Biographie fantaisiste d'un auteur semi-légendaire, la Vie d’Ésope raconte l’étonnante ascension d’un misérable esclave, que son intelligence rusée et le soutien des dieux hissent peu à peu au niveau des grands de ce monde, mais qui, tel un héros de tragédie, périt, victime de son hybris, d’une fin de bouc émissaire.
Assemblage composite d’éléments dont les plus anciens remontent à l’époque classique, l’œuvre a pris sa forme actuelle au début de notre ère, au moment même où s’épanouit le roman grec. Mais elle a pour héros un personnage qui, par son incroyable laideur et ses origines serviles, est aux antipodes des séduisants et aristocratiques jeunes premiers du roman grec, et fait figure de « marginal » culturel, protagoniste hors norme d’une œuvre volontiers subversive où figures d’autorités et représentants de la haute culture sont assez durement mis à mal.
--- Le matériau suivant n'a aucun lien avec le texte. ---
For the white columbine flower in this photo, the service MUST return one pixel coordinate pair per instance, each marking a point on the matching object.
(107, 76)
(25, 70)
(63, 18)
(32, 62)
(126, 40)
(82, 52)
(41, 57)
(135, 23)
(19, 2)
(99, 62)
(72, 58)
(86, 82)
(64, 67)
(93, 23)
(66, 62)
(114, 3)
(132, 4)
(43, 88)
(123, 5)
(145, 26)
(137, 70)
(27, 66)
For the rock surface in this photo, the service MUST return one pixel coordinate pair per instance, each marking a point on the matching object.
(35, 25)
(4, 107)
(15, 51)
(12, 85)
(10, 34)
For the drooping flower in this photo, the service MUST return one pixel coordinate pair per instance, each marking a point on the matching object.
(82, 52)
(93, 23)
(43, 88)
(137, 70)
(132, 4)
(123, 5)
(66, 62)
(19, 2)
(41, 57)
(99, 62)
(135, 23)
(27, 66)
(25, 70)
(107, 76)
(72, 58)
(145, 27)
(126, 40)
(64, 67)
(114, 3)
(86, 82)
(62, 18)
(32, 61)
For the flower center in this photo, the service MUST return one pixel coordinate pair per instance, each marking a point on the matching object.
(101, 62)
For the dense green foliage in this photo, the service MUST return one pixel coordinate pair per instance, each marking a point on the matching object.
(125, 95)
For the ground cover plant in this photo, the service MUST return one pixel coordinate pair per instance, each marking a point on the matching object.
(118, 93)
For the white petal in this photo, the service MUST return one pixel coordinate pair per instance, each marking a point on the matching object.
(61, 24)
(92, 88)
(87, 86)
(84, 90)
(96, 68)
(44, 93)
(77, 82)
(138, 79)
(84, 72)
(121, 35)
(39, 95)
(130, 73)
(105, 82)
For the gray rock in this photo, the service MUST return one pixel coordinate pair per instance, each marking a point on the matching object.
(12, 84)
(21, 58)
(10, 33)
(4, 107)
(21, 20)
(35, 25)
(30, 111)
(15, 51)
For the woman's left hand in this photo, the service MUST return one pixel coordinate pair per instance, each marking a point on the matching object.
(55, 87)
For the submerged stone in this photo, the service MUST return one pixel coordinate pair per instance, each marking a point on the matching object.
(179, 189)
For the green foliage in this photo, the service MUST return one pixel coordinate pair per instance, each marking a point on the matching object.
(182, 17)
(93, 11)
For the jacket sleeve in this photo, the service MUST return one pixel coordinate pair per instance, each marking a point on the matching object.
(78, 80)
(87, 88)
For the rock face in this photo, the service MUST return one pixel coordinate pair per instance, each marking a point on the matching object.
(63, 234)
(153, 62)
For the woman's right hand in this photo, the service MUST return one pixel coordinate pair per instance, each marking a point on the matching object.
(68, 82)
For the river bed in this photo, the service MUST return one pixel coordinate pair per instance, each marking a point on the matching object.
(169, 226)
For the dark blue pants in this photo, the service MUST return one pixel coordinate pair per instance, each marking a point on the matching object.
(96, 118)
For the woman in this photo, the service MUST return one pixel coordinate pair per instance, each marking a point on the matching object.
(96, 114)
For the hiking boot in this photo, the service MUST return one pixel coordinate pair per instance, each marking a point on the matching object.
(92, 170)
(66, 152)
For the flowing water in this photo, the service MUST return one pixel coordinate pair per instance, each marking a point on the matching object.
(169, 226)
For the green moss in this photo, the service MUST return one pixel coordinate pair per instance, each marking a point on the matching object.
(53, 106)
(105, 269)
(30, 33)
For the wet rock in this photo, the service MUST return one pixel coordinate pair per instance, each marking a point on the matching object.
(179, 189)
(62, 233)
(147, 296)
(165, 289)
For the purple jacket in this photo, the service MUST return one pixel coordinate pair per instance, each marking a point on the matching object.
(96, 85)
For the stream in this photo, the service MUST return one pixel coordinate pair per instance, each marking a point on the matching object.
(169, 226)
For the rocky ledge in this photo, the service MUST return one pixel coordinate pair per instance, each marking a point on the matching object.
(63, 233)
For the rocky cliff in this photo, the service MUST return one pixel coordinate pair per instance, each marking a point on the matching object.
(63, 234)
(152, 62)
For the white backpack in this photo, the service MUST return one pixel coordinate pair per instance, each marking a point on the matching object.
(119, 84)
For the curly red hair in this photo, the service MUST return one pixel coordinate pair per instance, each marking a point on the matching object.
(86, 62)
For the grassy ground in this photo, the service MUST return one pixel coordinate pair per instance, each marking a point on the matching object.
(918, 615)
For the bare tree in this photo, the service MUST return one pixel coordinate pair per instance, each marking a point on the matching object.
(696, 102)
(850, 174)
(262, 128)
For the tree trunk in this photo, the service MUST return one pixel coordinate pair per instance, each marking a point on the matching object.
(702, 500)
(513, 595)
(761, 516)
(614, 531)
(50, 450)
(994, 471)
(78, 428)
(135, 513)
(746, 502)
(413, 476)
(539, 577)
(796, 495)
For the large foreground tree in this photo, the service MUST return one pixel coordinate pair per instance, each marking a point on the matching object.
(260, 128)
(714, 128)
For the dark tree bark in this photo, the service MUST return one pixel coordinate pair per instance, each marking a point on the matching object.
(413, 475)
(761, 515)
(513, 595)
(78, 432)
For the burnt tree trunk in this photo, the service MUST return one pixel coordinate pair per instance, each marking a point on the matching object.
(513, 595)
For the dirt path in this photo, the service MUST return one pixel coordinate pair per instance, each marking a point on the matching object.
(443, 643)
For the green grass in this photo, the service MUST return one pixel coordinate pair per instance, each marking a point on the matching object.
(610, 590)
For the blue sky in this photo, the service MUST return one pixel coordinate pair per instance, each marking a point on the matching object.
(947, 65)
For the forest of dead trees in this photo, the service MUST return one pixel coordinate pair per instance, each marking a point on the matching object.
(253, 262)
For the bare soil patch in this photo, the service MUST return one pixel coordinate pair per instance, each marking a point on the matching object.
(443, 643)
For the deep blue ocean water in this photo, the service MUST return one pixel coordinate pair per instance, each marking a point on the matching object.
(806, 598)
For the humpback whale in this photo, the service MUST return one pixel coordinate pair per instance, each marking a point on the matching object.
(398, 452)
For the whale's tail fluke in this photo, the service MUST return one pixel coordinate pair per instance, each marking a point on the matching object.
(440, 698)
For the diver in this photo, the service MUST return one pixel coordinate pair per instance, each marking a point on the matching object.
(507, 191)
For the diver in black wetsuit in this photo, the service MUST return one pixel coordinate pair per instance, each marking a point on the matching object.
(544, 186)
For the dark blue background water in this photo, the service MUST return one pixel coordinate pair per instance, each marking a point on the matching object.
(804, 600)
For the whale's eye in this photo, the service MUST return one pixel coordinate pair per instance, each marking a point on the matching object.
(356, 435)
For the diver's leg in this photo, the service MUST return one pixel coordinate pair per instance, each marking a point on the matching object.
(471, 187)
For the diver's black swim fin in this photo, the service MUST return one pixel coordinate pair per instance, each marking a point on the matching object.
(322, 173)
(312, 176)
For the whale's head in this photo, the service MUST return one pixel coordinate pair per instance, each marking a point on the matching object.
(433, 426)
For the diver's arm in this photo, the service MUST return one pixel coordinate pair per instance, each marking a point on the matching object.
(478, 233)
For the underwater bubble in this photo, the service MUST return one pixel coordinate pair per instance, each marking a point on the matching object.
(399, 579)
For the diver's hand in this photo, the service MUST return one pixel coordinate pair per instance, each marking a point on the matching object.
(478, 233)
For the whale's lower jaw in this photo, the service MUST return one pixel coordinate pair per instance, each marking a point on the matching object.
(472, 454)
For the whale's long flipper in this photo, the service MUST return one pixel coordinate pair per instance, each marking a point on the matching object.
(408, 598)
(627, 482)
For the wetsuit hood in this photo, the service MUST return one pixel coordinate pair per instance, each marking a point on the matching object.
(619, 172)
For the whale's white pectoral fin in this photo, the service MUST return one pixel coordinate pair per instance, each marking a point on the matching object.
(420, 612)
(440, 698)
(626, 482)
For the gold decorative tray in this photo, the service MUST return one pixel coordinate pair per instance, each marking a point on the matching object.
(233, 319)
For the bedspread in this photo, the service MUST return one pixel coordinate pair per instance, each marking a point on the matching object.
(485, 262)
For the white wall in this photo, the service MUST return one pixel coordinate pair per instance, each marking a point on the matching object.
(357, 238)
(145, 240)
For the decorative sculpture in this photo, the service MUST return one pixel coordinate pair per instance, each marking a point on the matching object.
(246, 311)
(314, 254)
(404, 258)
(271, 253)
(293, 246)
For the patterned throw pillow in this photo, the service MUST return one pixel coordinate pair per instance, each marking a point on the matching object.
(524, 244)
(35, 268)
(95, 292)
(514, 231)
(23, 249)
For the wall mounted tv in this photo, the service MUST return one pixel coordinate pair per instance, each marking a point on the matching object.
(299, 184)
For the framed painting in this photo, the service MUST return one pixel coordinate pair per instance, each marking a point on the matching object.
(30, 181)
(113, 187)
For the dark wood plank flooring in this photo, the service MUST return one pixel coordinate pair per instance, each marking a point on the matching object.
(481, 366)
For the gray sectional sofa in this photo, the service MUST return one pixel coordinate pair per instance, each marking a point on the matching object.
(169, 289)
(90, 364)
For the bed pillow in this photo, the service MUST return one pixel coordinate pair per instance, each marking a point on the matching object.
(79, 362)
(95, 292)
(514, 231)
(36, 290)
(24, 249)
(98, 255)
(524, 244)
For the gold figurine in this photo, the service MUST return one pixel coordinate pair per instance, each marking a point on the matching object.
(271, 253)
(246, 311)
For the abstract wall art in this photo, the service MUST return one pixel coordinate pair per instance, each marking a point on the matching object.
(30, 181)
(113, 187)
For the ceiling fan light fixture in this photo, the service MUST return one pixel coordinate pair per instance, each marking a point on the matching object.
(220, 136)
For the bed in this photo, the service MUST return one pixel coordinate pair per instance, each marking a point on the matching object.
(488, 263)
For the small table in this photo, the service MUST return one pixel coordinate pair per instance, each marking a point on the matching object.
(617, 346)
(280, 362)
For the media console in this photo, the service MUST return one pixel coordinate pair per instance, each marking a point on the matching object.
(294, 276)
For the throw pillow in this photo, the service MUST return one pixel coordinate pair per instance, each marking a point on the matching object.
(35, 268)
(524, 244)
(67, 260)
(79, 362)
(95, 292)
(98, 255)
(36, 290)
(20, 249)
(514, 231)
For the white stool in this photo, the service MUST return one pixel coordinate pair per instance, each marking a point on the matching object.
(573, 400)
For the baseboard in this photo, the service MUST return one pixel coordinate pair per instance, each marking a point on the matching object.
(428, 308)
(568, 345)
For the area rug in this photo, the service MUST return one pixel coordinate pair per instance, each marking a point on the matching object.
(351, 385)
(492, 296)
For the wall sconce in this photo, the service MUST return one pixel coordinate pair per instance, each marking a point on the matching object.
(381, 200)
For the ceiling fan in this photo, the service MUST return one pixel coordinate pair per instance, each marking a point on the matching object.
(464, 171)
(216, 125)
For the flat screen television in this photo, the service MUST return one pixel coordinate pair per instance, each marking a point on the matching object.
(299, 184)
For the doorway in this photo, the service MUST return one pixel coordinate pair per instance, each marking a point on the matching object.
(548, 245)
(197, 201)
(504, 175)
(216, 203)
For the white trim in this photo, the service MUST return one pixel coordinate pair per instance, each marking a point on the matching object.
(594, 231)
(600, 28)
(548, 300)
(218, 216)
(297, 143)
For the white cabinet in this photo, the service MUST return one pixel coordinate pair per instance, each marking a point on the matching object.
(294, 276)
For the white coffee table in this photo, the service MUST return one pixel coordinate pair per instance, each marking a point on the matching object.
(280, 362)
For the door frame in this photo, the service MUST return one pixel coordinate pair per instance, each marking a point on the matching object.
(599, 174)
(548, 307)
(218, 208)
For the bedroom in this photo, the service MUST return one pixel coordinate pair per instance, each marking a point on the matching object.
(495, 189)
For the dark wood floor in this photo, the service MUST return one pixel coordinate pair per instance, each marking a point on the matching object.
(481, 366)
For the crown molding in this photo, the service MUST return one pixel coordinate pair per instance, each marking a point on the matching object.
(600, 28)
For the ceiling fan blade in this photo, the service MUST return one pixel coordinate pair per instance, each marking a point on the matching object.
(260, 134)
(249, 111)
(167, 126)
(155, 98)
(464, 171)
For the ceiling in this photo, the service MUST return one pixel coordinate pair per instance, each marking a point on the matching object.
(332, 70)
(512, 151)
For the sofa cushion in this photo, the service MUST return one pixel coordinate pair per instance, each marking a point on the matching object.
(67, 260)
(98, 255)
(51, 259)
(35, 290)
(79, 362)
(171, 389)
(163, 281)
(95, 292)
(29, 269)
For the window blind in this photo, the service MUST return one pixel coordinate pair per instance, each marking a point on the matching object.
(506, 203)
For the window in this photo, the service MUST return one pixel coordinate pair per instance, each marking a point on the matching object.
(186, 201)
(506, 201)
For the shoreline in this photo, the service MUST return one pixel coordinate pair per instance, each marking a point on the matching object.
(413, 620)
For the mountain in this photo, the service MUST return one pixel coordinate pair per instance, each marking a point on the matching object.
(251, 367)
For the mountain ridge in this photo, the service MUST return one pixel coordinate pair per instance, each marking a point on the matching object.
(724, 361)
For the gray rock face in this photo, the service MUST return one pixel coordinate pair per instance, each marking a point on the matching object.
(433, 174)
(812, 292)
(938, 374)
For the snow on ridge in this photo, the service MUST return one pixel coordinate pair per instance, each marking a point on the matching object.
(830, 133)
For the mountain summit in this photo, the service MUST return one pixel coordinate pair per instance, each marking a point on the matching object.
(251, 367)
Comme bien d’autres textes populaires, que ne protégeait pas le respect des copistes, la Vie d’Ésope a fait l’objet d’adaptations successives au fil des siècles : c’est la version la plus ancienne, celle du manuscrit de Grottaferrata (G), qui est traduite ici en français pour la première fois – accompagnée d’extraits des rédactions ultérieures grâce auxquels le lecteur pourra apprécier comment la légende d’Ésope a été progressivement assagie par les remanieurs.
Spécialiste de la littérature grecque d’époque byzantine, Corinne Jouanno, docteur ès lettres, est professeur de grec ancien à l’Université de Caen.